Blutdruck, Hüftumfang, Speichelproben: In einer Biobank lagern wertvolle genetische Daten. Nun macht die UK Biobank sie erstmals zugänglich – und pusht Schweizer Forschende zum Aufbau einer eigenen.

Der Brite Timothy Frayling ist Professor für Humangenetik, früher in Exeter, England, seit kurzem an der Uni Genf.
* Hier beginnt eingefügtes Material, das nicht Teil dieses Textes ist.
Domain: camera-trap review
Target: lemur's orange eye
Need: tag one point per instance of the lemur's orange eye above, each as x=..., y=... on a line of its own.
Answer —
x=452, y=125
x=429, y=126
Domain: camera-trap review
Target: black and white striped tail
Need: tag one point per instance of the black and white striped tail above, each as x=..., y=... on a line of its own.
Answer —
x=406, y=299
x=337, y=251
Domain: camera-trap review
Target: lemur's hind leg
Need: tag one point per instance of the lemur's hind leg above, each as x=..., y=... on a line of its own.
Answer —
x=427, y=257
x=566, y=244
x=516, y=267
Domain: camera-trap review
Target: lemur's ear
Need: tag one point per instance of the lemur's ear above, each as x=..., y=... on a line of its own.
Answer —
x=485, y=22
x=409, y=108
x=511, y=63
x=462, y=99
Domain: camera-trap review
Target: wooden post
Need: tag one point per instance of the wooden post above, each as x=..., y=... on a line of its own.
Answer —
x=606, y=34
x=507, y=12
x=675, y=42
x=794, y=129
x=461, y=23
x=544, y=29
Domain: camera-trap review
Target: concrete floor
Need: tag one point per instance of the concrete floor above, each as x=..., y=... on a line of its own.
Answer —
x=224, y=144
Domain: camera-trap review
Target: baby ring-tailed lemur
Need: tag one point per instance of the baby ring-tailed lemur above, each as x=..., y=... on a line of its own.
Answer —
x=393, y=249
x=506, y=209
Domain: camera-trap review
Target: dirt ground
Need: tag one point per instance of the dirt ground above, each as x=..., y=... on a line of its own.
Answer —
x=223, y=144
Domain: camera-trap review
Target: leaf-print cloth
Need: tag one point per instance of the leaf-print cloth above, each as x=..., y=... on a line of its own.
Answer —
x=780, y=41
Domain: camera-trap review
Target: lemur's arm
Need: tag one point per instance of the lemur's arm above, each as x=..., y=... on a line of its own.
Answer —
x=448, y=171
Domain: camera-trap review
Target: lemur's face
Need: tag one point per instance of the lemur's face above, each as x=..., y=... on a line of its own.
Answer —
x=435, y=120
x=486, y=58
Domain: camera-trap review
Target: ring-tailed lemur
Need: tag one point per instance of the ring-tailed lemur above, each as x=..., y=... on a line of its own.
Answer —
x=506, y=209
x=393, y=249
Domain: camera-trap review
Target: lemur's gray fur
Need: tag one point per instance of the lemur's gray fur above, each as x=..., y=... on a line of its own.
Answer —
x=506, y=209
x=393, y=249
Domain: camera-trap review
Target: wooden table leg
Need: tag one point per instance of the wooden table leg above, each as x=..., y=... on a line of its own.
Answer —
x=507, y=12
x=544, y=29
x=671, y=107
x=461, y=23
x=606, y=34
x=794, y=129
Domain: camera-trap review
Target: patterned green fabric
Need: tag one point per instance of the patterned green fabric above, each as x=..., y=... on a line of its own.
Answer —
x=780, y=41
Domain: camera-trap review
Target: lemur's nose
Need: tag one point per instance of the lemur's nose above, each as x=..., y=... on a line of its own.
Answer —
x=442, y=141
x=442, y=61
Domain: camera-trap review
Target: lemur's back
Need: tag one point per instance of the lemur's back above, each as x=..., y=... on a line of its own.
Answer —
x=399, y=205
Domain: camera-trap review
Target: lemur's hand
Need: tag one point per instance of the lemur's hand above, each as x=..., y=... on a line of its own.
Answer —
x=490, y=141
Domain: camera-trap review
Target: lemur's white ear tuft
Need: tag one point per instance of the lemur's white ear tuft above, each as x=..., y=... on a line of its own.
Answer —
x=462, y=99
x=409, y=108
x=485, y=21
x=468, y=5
Noch nie, sagt der 51-Jährige, sei er so aufgeregt gewesen wie in diesen Tagen: «Das ist ein gewaltiger Sprung, um zu verstehen, wie unsere Gene das Leben und die Gesundheit beeinflussen.»

Grund für die Begeisterung ist der jüngste Coup der UK Biobank: Die renommierte Institution mit Sitz in Stockport im Nordwesten Englands macht die vollständigen genetischen Daten ihrer 500'000 freiwilligen Teilnehmenden zugänglich – für Forschende weltweit.

Früher habe er mit Schnappschüssen aus dem menschlichen Genom geforscht. Jetzt hingegen sei die komplette DNA-Sequenz verfügbar, «von jeder einzelnen Versuchsperson der Biobank-Kohorte!»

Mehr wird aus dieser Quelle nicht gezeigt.